What to Write in Condolence Cards

Loss is something common to all human beings. We have all, at one time in our lives, experienced the excruciatingly painful demise of a loved one. The pain that is so difficult to bear, but yet a shared commonality, somehow binds us all. It calls each and every one of us to be understanding and empathetic towards the people in our lives, along with others that we may encounter along the way.

When a friend or relative has lost a loved one, showing your love, care, and support are intangible gifts that will always be needed and appreciated. When you want to comfort someone after the cremation services, you can send funeral flowers or other simple gifts. This token need not be worth thousands of dollars. In fact, a few kind and simple words will do. The most sincere gifts are those that come straight from the heart. And what could be more eloquent than a card? Here are some thoughtful words you can write on your condolence card.

Stick to Timeless Classics

A few simple words like “I am sorry for your loss,” “My heartfelt sympathies,” or “My condolences,” is enough to warm the hearts of the bereaved because it signifies your empathy and support. Sticking to classic words may seem like a cliche, but they are dubbed so for a good reason. They provide a no-fail gesture as they are universally understood. They happen to be easy to say when it is hard to articulate burdensome emotions into words. There is also a whole list of hallmark phrases that you can borrow for your condolence card.

Share an Experience

For the grieving family, hearing stories and anecdotes about their deceased loved one offers much consolation. One thing to add to your condolence card to make it feel more personal is a story or fun memory you shared with the dead. Think back to an extremely happy memory that you cherish fondly. The bereaved will most likely feel the same, and your stories will uplift their hearts and spirits. Your words may show them different facets or experiences of the deceased that they may not even be aware of. During this difficult time, these warm thoughts will give them a reason to smile.

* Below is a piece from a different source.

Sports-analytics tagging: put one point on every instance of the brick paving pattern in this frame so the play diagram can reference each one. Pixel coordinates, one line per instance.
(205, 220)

Include Uplifting Song Lyrics or Quotes

If you are not particularly poetic but want to express your sentiments creatively, a good song lyric or inspirational quote is the way to go. Though these words may not come from your hand, the message and emotions come from your heart. That is all that matters! Share gospel songs, uplifting pop lyrics, even your favorite upbeat rap stanzas. Sometimes, it is good to take a step back from the convention and think of a new way to present your condolences. You never know, your Eminem lyrics might brighten up someone’s day.

Consider Religious Verses

If the grieving individual happens to be someone religious, do feel free to share uplifting and consoling religious verses. Often times, we need someone greater than man to cling onto in times of uncertainty. Reminding the bereaved to remain steadfast in hope through spiritual verses will give them the comfort and solace that they need to carry on. Another option is funeral poems which offer the same inspiration without pertaining to religion.

Draft a Personal Letter

If you are closely knit to the grieving family or individual, a personal letter will provide much-needed comfort. Sometimes, it is best that we just say what is in our hearts. Share your condolences through unfettered thoughts using ink on paper. This is the most genuine way you can show your concern. This will let the bereaved know that they are deeply cared for and remembered. We all need to feel loved, especially in dark times, when we feel most alone. Writing a personal note will make the grieving feel just that.

Final Word

Condolence cards can be undoubtedly difficult to write. It is no piece of cake to express sorrow and sympathies over the loss of human life. It is, at most times, stressful to conjure up what to say in your mind, and much more so to write it down for anyone to read. At the end of the day, it is not how well you can poetically write a Shakespeare-esque card that matters, but it is how you make those on the receiving end feel that does. Do not overthink what words to use. Write down what is inside your heart and let the words flow. The bereaved are human beings. What is most important is you express how you feel in a way that they may grasp the depths of your love.